What a Developer Can Do to Get the Whole Team Involved with Data

Soo Min Jeong
Analytics Vidhya
Published in
6 min readMar 10, 2020

--

Teaching SQL and Setting up Zeppelin

Just like any other startup does, my team had to make tens of decisions every day. Quite often they were as trivial as where a button should go, sometimes as enormous as setting up a yearly KPI. When the talks get lukewarm, we could feel that we need a convincing argument based on numbers.

The hidden gems of insights

I collected and analyzed the data for decision-making since I was the only backend developer on the team. While I was sharing a statistical report every week, I witnessed how operators and UI designers had accurate predictions on the result without even looking at it. That led me to believe that those close to the end-users have better instincts on the user data. The following is how I took the belief into implementation for the last couple of months.

What to overcome to share the access to the database

I had to get over three obstacles; to teach non-developers the SQL syntax, to set up a data analytics tool for them, and to find a safe way to open the database not affecting our service.

1) SQL seminar for non-developers

I taught SQL to the Operations team and UI Development team for two hours a week. It took me 2 sessions to cover the basic SQL syntax focusing on SELECT queries and another 3 sessions to practice with real data.

I restored the snapshot of the master database, and we accessed the data with Sequel Pro. I provided with some assignments to solve the problems about the product (i.e. the number of those who joined the app last week, the number of images uploaded by the new users), and solved them all together in the next session.

Sequel Pro offers simple UI and easy installation

1W: the basic SQL syntax I (select, from, where, limit, order by, and, or, not)

2W: the basic SQL syntax II (join, group by, having, count, sum)

3W: the understanding of the database schema

  • I explained where the data sets are located, especially the ones which the Operations team might be interested in.

4W: the understanding of the statistics with SQL

  • I shared the raw queries to yield weekly reports so that they could practice interpreting what they mean.

5W: proving hypotheses

  • I asked for some hypotheses the participants would like to prove with the data from the database. One was curious about the economic impact of being featured on our main page. It turned out to be more than 17 times of revenue in comparison with control groups.

2) Get the most out of teamwork with Apache Zeppelin

Nope not this one
Yup this one with two E’s

We enjoyed the interactive data analytics with Apache Zeppelin. Here are why I chose it over anything else:

  1. DRY with queries

Some of the main indexes (i.e. newly-joined social action, revenue, etc) are processed under the same query but only with a different date. I eliminated the redundant work by placing the variables on the top so that the teammates could easily adjust them.

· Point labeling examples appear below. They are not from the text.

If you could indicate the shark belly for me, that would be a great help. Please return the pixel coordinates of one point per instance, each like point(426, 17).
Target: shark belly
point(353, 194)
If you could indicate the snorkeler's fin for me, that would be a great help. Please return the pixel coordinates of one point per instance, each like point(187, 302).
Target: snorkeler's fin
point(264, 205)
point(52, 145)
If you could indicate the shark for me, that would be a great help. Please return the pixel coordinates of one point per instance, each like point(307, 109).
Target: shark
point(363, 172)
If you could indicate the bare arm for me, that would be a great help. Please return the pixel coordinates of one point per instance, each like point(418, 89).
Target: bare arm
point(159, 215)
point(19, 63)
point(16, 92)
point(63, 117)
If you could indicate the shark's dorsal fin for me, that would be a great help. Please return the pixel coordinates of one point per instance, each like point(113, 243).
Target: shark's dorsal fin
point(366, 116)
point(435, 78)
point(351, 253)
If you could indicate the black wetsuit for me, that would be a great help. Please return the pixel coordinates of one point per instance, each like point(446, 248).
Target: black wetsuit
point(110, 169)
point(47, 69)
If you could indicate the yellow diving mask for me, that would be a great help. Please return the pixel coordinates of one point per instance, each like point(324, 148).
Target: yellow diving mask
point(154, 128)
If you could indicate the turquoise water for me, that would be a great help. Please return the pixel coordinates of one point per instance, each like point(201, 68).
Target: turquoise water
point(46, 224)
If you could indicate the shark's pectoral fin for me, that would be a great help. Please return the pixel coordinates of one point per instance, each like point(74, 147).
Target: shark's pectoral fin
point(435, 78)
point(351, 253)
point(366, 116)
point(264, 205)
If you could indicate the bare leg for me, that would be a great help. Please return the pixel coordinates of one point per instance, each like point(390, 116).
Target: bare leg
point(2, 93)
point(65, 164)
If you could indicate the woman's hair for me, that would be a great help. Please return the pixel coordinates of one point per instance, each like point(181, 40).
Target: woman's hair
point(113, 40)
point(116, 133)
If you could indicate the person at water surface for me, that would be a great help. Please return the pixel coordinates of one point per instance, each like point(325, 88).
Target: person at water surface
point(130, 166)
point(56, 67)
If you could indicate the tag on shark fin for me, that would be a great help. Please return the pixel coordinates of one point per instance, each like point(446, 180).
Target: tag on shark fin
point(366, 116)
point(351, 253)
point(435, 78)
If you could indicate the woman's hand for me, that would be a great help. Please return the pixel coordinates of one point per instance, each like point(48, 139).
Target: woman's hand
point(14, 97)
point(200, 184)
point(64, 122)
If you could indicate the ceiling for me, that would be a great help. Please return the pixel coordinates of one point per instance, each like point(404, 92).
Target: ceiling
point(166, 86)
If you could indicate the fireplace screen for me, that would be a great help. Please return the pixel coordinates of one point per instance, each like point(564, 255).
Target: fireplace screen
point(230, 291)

The convenient markdown on Zeppelin

2. Collecting a great variety of perspectives on the same dataset

Saving queries means saving the perspectives on the data. When we encounter similar problems consecutively, the previous solutions are robust references for later on.

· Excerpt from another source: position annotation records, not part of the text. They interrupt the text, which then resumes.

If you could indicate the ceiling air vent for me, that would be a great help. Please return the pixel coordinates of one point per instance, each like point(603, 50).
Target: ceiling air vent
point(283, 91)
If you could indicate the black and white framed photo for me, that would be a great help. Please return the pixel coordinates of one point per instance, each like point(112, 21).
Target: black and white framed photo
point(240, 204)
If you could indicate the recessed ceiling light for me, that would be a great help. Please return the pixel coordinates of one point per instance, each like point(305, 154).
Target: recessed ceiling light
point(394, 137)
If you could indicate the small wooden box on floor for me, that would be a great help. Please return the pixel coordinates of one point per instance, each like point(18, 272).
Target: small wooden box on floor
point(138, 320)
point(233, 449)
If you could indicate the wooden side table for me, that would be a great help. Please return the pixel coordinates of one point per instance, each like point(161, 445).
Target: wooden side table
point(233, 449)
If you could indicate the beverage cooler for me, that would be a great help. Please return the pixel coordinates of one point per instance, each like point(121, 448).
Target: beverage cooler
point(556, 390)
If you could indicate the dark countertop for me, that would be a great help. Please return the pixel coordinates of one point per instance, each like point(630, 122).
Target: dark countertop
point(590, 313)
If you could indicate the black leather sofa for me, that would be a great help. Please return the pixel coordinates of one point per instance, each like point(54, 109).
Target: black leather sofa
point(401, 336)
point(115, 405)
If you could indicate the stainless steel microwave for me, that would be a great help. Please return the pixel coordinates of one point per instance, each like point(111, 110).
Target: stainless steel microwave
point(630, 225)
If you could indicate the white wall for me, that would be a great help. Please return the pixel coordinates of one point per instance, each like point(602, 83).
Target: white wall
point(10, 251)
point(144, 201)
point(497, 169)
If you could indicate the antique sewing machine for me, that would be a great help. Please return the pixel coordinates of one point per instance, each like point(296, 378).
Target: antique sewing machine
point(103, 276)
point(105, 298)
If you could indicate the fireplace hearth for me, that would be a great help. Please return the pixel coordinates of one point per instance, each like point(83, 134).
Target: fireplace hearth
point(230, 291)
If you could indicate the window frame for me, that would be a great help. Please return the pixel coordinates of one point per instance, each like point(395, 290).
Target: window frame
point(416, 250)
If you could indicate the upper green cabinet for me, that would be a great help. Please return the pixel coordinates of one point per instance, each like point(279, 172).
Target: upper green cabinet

For example, we needed a key index to evaluate our project on launching the ‘cart’ feature. I went through some of the queries used to evaluate the ‘market’ feature so far, and I could come up with ‘the number of users who bothered to buy several contents within a minute (due to the absence of cart)’ by compounding the indexes there.

3. Visualization

No code to be written for simple charts

The reason why I chose Zeppelin over any other products with a notebook (i.e. Jupyter Notebook) was the visualization. A simple chart offers you an upfront sense of the data flow.

The queries saved on the notebook show the team how one tried to solve or finally solved the problem. Sharing them on a notebook will boost the whole team to learn from each other.

3) Last but not least: Applying the project on a production level

  1. Restore a replica database with a snapshot

The biggest challenge was to figure out how to let non-developers access the database without losing any data or affecting the on-going service. I considered offering the read-only accounts in the first place. However, it cannot prevent the complicated queries from hindering the database ending up with getting the service slower. So, I simply restored a database from a snapshot only for data analytics.

Since it may hold some sensitive data, I restricted the access by registering the security group with the IP address of the office. Also, I set the configuration to go through authentication by default.

Zeppelin accesses only the replica not affecting the main database

2. Automate restoring a database with a snapshot

At first, I automated two tasks with AWS Lambda; setting up a replica database with the snapshot and starting an EC2 instance with Zeppelin.

Lambda with botocore restores a replica DB with a snapshot and start an EC2 for Zeppelin

3. Improving the cost-efficiency by running them only in the working hours

Running another server stack for data analytics adds up some cost. To reduce it, I scheduled starting the servers every morning and shutting them down in the evening with Cloudwatch and Lambda. This way we could run them only with 25% of the cost of 24/7 server hosting.

Every morning Lambda Sets up the Data Analytics Stack

When the domain changes due to running a new instance every morning, a Telegram bot sends the new public domain.

Telegram bot shares a new public domain

Lastly, when the working hours are over, the Lambda deletes the database and shuts down the instance.

Do not stay late, or you will lose them

Expectations Are Never Too High

  1. Quick notice on abnormality

Though the data in a snapshot is not in realtime, it is never worse than staying completely out of touch with the database. Now our team has a new crew to detect something different except for developers.

2. Sharing the process of solving a problem

We are running several products selling digital assets under the same mission for creators. The team on another product would likely bump into similar problems repeatedly. Collecting the methodology to solve the problem will be a precious heritage to look up.

3. Data-driven Decision Making

Data is a great first step when making a decision. Sometimes our instinct and experience may be a breakthrough but we all know they can be misleading. Data can show us why we should do it, how we can evaluate our achievement, and where we currently are. It is a fair standard regardless of the hierarchy or professional position.

One of the UI developers who took the SQL seminar collected data and processed it to bring a good reason why we should encourage users to report any inappropriate content on our app. I wish I could note such a clear argument more frequently on my team.

--

--